Hello internet. We meet again.
I was on Pinterest recently (Follow me! Link in the sidebar!) and I found two absolutely amazing pins I’d like to write about. The first was a quote attributed to Naomi Wolf, author of The Beauty Myth: How Images of Beauty are Used Against Women:
“A culture fixated on female thinness is not an obsession about female beauty, but an obsession about female obedience. Dieting is the most potent political sedative in women’s history; a quietly mad population is a tractable one.”
The second was a picture of Kristen Stewart that linked to an article on Deeply Problematic which discusses how Kstew doesn’t often smile for photographs on the red carpet. The author of the article, who goes by RMJ, attributes this quote to Kristen Stewart regarding her experiences on the red carpet:
“People say that I’m miserable all the time. It’s not that I’m miserable, it’s just that somebody’s yelling at me…I literally, sometimes, have to keep myself from crying…It’s a physical reaction to the energy that’s thrown at you.”
Both of these pins are an example of body policing- the act of trying to inform someone of how they should look, or more specifically, how they should change they way they look to become more “appropriate” for the situation at hand. Body policing takes many forms. It can be as dangerous and insidious as a modeling agency telling their models they need to fit a certain standard of size and dress, and as seemingly harmless as telling someone to smile.

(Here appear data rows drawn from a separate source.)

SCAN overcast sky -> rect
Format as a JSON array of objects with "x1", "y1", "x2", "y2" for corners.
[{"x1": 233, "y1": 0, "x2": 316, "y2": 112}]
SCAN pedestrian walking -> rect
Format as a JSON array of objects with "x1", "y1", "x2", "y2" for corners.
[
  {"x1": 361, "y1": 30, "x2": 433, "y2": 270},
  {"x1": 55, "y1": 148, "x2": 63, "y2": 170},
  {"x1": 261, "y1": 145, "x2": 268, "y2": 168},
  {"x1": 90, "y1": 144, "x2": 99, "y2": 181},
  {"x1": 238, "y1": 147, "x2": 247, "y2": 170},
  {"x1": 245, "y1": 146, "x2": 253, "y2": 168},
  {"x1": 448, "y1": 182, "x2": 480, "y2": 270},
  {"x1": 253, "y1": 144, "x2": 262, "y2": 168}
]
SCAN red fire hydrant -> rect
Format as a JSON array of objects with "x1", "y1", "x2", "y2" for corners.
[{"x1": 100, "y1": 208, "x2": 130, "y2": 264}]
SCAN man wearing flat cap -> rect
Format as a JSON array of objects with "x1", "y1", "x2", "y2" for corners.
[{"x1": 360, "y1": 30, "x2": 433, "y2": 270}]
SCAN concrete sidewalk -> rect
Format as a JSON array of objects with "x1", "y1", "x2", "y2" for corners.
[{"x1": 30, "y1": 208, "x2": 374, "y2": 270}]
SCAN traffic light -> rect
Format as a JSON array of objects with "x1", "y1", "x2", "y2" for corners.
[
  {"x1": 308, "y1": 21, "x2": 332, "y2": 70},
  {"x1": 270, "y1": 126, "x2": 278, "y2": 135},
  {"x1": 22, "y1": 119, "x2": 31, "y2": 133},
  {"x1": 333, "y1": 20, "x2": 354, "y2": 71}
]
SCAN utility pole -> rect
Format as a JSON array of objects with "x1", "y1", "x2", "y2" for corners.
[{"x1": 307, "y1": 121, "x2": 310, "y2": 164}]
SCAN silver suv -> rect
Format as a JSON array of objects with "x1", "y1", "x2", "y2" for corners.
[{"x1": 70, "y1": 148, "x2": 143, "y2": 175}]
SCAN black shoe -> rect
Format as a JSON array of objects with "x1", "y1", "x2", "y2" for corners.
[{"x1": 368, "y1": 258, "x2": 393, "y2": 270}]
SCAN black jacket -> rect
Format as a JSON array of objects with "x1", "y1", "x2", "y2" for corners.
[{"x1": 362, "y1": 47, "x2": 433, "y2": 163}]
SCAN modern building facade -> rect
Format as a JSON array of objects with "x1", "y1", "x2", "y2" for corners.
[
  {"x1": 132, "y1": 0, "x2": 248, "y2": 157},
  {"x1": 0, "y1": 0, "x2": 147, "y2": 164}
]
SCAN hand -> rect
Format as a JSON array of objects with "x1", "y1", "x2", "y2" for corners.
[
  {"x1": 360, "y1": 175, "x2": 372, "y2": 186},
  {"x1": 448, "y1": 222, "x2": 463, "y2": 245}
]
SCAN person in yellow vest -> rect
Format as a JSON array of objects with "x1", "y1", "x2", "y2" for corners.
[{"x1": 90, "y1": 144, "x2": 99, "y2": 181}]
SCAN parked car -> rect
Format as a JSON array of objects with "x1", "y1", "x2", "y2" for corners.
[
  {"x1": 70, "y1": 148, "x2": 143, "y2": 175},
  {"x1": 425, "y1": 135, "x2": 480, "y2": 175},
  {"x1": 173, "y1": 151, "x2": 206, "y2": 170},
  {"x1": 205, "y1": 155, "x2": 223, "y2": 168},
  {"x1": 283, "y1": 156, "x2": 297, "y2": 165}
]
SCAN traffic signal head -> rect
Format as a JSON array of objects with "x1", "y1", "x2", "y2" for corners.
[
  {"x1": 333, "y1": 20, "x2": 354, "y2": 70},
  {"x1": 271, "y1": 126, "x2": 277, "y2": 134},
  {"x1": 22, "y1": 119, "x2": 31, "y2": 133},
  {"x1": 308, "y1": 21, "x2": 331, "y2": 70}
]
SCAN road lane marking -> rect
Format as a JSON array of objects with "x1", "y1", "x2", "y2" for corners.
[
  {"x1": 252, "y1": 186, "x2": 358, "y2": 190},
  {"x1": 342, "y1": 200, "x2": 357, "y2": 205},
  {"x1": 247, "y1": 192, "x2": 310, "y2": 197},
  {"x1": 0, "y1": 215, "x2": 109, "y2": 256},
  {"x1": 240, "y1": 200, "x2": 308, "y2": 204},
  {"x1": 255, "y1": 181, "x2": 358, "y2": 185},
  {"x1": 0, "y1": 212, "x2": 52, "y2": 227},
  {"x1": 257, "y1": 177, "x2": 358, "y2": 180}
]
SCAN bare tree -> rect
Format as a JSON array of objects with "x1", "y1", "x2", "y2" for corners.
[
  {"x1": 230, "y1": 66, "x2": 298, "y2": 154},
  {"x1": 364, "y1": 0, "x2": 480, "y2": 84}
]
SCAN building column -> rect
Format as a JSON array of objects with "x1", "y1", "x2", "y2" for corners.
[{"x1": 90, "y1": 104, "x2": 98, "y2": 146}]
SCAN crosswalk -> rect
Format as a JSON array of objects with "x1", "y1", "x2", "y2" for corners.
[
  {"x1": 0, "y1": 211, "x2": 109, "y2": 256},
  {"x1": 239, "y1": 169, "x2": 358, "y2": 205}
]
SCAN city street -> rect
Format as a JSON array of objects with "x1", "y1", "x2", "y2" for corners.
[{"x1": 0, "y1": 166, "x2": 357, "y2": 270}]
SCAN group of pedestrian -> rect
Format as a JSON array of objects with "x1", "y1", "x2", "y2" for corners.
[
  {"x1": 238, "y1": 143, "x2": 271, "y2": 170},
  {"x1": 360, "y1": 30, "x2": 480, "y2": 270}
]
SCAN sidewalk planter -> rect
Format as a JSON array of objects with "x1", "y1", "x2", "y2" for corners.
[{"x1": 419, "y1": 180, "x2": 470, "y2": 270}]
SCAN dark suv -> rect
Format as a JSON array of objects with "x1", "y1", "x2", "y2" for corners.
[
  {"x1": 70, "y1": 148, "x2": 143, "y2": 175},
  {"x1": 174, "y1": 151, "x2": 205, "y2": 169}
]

Telling Kristen Stewart to smile when she feels uncomfortable doing so not only implies that she’s doing something wrong because she isn’t smiling, it’s telling her that she has an obligation to smile and feel gratitude for the position that she’s in. Worst of all, it invalids her discomfort. By telling her to smile, we are telling her that her personal feelings are secondary to the need to cover them up. She must be happy. She must be pretty. She must perform at all times.
That’s the scary part, folks. Body policing is a subtle way of telling us that we can’t ever step off the stage or let someone else see through the cracks in our shiny, perfect veneers, and that’s how the mental disorders creep in – anorexia, bulimia, depression, and dis-morphism.